The fact that the housing market has its hot spots and cold spots is irrelevant to the overall economic assessment. The reason house prices, like other asset prices, matter is that they are the earliest signal of incipient inflation. If house prices are rising across the country, it is an early warning signal of excess spending power. If house prices are rising in London it is just an even earlier signal. So while it is true that the housing market and consumer borrowing have not returned to the heady boom conditions of a decade ago, to find this comforting misses the point. They are not supposed to get back to that condition. The MPC will presumably act to raise interest rates first.

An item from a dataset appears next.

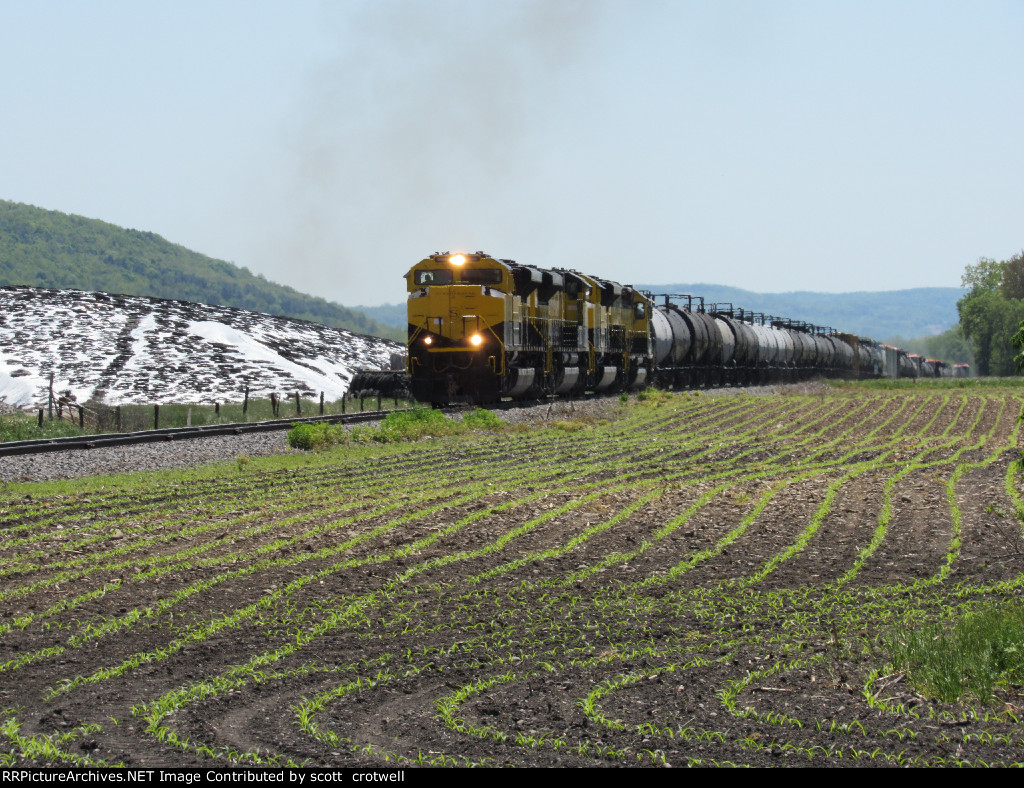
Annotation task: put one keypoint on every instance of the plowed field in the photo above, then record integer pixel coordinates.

There has been a steady shift in the degree of concern shown about housing and other consumer indicators in the MPC's minutes and the Bank of England's Inflation Reports. The housing market got a dismissive sentence in June's minutes. By August, the committee had doubled its earlier forecast for house price inflation this year. The latest Inflation Report meanwhile noted that the household sector was once again withdrawing equity from housing, using loans secured on property to finance other spending.
Since then it has also emerged that some lenders are again offering mortgages worth more than 100 per cent of the value of the property on which they are secured.
The economy has changed for the better in the past decade. We are even getting used to low price inflation. But the laws of economics have not been repealed, and the early signs of boom are still relevant for interest rate policy.